Mittwoch, 08. Februar 2023

Serhij Zhadan: "Himmel über Charkiw"
Posts der Heimatliebe

Keine große Literatur, aber ein historisches Dokument: Serhij Zhadan erzählt in seinen zum Buch gebundenen Internetposts vom Zusammenhalt in seiner Heimatstadt Charkiw angesichts der russischen Invasion.

Von Tobias Lehmkuhl | 24.10.2022

    Der Preisträgerin des Friedenspreises des deutschen Buchhandels 2022 Serhij Zhadan und das Cover seines Buches "Himmel über Charkiw"
    Unermüdlicher Einsatz für seine kriegsgebeutelte Heimatstadt Charkiw: Der Friedenspreisträger des deutschen Buchhandels Serhij Zhadan (Cover Suhrkamp Verlag / Autorenportrait picture alliance/dpa / Sebastian Gollnow)
    Es ist unerklärlich, woher dieser Mann seine Energie nimmt: Seit nun bald acht Monaten ist er unermüdlich unterwegs, hilft alten Frauen in vom Krieg leergefegten Dörfern rund um Charkiw, bringt Verbandsmaterial und Medikamente in die Krankenhäuser der Millionenmetropole, besorgt Autors, kleine Drohnen, Nachtsichtgeräte und Unterwäsche, um die Kämpfer in der Gegend mobil zu halten und ihnen die Arbeit zu erleichtern, er gibt fast täglich Konzerte mit seiner Band Zhadan i Sobaky und nutzt die Einnahmen dieser Konzerte, um weiteres Material zu kaufen, das dazu beitragen soll, die russischen Invasoren fernzuhalten. Überdies postet er zwei oder dreimal am Tag Bilder und Texte wie diesen auf Instagram und Facebook:
    "In Charkiw ist es sonnig und klar. Wenig Menschen auf den Straßen, man könnte denken, es sei Sonntag. Leider geht der Beschuss weiter, dauernd grollt es irgendwo. Die Stadt hält sich, alle sind an ihrem Platz. Unsere Freunde, die Volontäre, arbeiten schon seit dem Morgen – nehmen humanitäre Hilfe in Empfang, stellen Adressen zusammen, fahren Hilfe aus. Es volontieren hunderte Menschen. Alle sind in einem Ziel vereint – durchhalten und siegen. Über der Stadt wehen unsere Flaggen."
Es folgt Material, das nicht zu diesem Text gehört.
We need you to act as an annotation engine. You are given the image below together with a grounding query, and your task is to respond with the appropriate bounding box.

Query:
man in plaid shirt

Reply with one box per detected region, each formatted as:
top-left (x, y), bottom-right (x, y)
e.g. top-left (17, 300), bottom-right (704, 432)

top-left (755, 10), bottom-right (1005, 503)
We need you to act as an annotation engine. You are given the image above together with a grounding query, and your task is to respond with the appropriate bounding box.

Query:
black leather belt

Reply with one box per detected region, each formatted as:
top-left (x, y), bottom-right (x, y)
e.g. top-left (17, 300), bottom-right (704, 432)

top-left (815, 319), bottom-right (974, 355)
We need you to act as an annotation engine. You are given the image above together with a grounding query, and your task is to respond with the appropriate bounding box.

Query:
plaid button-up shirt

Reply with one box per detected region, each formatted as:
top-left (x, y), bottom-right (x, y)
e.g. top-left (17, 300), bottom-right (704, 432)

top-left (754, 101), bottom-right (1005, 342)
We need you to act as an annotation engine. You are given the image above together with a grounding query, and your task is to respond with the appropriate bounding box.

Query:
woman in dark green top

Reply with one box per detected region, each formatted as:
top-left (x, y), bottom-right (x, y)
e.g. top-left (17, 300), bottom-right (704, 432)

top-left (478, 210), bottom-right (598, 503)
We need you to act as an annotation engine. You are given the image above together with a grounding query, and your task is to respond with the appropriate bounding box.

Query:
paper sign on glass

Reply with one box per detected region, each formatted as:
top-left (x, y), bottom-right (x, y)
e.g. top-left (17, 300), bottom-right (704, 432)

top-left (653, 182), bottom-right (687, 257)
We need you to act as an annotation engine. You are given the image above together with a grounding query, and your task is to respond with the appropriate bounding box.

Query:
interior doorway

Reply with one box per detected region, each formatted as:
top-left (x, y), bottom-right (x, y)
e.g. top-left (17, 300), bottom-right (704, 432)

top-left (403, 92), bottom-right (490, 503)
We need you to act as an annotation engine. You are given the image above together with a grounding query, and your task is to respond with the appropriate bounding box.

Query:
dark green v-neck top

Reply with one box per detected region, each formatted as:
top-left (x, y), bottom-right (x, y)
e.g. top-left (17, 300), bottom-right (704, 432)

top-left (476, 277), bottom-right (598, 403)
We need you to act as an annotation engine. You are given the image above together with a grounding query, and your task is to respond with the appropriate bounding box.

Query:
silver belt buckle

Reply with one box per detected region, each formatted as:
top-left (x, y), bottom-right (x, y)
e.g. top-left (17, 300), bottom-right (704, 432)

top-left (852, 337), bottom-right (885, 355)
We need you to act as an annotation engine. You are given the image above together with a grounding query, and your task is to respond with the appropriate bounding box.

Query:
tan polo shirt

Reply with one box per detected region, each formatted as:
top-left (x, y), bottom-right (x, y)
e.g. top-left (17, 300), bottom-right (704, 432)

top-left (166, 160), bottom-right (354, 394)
    Wie überlebt man den Krieg?

    Liest man Serhij Zhadans Nachrichten vom Überleben im Krieg, beantwortet sich die Frage, woher er seine Energie nimmt, eigentlich von selbst: Es ist die Kraft der Liebe, die Zhadan antreibt. Zwar bezeichnet er die russischen Invasoren hier und da mit Wörtern wie „Abschaum“ oder „Horde“, aber zum allerüberwiegenden Teil spricht nicht Hass aus seinen Texten, sondern Liebe für die Heimatstadt und seine Menschen. Angesichts seiner in „Himmel über Charkiw“ gesammelten Posts, kann man sich des Eindrucks nicht erwehren, dass der Überfall der Russen in den Ukrainern und speziell den Leute aus Charkiw ein ungeheures Gefühl der Zusammengehörigkeit geweckt hat; es scheint, als sei die Stimmung in der Stadt geprägt von Einigkeit und Verbundenheit, vom gemeinsamen Willen, diesen Krieg um jeden Preis zu gewinnen und die Freiheit und das eigene Leben zu bewahren. Ganz als würden alle, denen er begegnet erhobenen Hauptes und mit einem Lächeln im Gesicht der Zukunft entgegenblicken.
    In der Stadt ist es wärmer geworden, dazu zwei Tage ohne Beschuss – schon entsteht die Illusion eines normalen friedlichen Lebens. An der Stadtgrenze bildet sich eine Autoschlange – die Charkiwer kehren nach Hause zurück. Alle haben ihr Zuhause, ihre Stadt vermisst. (…) Man will zumindest für einen kurzen Augenblick diesen Tag festhalten – ein scharfer frischer Wind, der durch die ausgebrannten Innereien des Gebäudes der Gebietsverwaltung weht, der schläfrige, halbleere Bahnhof, der Schnellzug aus Iwano-Frankiwsk, voller Rückkehrer, die Tränen von Schmerz und Liebe, die leeren staubigen Straßen, Klebebänder an den Ärmeln der Soldaten, metallischer Blick in ihren Augen.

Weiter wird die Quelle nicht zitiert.